A condition "cannot be overly broad so as to unnecessarily impinge upon the
probationer's liberty." Jones at 52; Talty at ¶ 13. And "[t]he requirement that a condition
may not be overbroad is connected to the reasonableness of a condition." Talty at ¶ 14.
{¶ 33} Here, Bradley challenges the following Nonresidential Community Control
conditions from the trial court's May 6, 2025 judgment entry in part:
10. The defendant shall not consume, have in his/her possession,
residence or automobile any type of alcoholic beverage or drugs of abuse.

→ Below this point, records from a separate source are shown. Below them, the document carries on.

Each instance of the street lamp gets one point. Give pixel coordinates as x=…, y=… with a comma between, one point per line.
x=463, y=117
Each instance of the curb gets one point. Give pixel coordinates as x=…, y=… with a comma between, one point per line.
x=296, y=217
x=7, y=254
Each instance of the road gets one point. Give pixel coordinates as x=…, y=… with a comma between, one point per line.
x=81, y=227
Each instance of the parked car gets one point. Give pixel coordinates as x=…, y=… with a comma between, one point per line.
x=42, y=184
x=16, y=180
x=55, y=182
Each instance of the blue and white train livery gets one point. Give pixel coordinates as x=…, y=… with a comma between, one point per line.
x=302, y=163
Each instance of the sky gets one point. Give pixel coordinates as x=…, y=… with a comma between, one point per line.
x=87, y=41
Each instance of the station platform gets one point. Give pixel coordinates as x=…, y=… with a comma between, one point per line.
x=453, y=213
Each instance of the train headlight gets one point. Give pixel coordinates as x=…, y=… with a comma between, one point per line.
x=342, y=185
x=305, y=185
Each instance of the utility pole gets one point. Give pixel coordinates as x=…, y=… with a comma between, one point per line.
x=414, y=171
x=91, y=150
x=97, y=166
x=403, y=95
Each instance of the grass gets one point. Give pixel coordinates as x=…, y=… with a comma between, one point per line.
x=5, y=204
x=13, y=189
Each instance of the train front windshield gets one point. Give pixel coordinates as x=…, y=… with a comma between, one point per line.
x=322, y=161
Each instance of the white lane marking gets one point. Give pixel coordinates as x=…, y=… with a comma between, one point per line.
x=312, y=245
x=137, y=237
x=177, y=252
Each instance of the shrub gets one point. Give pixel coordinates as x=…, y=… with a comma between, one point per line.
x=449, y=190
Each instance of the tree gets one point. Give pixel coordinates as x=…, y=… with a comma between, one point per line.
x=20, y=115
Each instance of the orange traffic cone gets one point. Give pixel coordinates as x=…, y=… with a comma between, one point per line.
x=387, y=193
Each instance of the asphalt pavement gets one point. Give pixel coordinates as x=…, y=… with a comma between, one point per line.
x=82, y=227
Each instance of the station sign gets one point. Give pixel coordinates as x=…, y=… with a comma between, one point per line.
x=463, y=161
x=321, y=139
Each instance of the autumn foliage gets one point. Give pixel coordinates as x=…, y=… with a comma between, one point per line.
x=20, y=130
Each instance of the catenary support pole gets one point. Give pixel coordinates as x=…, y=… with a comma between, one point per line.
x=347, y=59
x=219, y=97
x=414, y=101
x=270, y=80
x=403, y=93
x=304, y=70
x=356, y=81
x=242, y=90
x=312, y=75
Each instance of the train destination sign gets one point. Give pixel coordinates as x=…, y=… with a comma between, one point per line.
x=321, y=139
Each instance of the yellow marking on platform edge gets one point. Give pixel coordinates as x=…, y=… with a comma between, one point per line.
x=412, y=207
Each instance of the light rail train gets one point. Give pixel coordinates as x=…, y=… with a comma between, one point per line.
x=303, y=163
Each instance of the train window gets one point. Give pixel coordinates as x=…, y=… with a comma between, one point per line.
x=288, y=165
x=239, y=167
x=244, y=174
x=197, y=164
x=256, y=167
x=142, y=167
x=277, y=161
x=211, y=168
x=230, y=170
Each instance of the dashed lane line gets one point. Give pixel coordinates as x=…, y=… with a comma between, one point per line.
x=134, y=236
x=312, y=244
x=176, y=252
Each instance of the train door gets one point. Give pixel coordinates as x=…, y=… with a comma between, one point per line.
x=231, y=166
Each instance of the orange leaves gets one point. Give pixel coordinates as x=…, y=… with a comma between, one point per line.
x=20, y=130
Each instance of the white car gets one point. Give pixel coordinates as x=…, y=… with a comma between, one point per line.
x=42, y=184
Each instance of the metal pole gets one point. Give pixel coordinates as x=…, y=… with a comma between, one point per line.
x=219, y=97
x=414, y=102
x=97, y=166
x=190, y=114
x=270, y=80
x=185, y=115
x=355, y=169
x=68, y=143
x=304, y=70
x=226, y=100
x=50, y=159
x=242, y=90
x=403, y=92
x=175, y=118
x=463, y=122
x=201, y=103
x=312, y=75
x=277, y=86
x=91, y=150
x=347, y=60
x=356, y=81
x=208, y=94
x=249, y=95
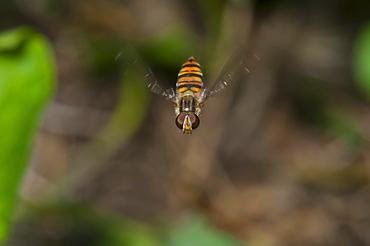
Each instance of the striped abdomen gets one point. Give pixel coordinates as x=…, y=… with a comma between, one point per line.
x=190, y=77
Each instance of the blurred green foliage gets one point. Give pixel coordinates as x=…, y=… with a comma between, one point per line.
x=196, y=232
x=361, y=60
x=27, y=77
x=79, y=224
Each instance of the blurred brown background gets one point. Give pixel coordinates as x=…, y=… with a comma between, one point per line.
x=281, y=158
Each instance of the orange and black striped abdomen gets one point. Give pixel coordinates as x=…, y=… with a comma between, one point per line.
x=190, y=77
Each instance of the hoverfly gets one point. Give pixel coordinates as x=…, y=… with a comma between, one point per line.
x=189, y=94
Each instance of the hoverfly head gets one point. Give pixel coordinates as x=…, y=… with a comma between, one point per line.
x=187, y=122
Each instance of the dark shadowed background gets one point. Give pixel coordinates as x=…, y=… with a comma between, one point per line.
x=281, y=157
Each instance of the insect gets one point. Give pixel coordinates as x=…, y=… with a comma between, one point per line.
x=190, y=95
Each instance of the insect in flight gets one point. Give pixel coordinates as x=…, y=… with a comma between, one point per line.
x=190, y=95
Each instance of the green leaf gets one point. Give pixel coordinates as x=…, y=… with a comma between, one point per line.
x=361, y=60
x=196, y=232
x=27, y=76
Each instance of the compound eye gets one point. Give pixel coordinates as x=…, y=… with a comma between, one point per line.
x=180, y=120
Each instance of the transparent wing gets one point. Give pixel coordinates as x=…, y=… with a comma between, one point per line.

11. The defendant shall not enter into any establishment that serves
alcohol without the approval of the supervising officer. 12. The defendant shall attend as many AA and NA meetings per
week as recommended by his/her counselor, and shall submit proof of
his/her attendance to his/her probation officer. The defendant shall also
secure a sponsor within 90 days.
{¶ 34} Bradley argues these conditions are not reasonably related to his criminal
offenses, are not related to criminal conduct, and "are not reasonably related to prevent
future criminality" as there were no allegations that he committed any of the offenses
while under the influence of alcohol and/or drugs. Appellant's Brief at 6-7.
{¶ 35} During sentencing, the prosecutor never mentioned an alcohol or drug
problem or that substance abuse was a part of Bradley's conduct. In fact, in arguing for
a prison sentence, the prosecutor specifically stated, "[w]e don't believe that he has a
drug or alcohol problem, but I submit that suggests that the Defendant's actions are even
more concerning . . . because he's doing this all with sobriety." May 6, 2025 T. at 20.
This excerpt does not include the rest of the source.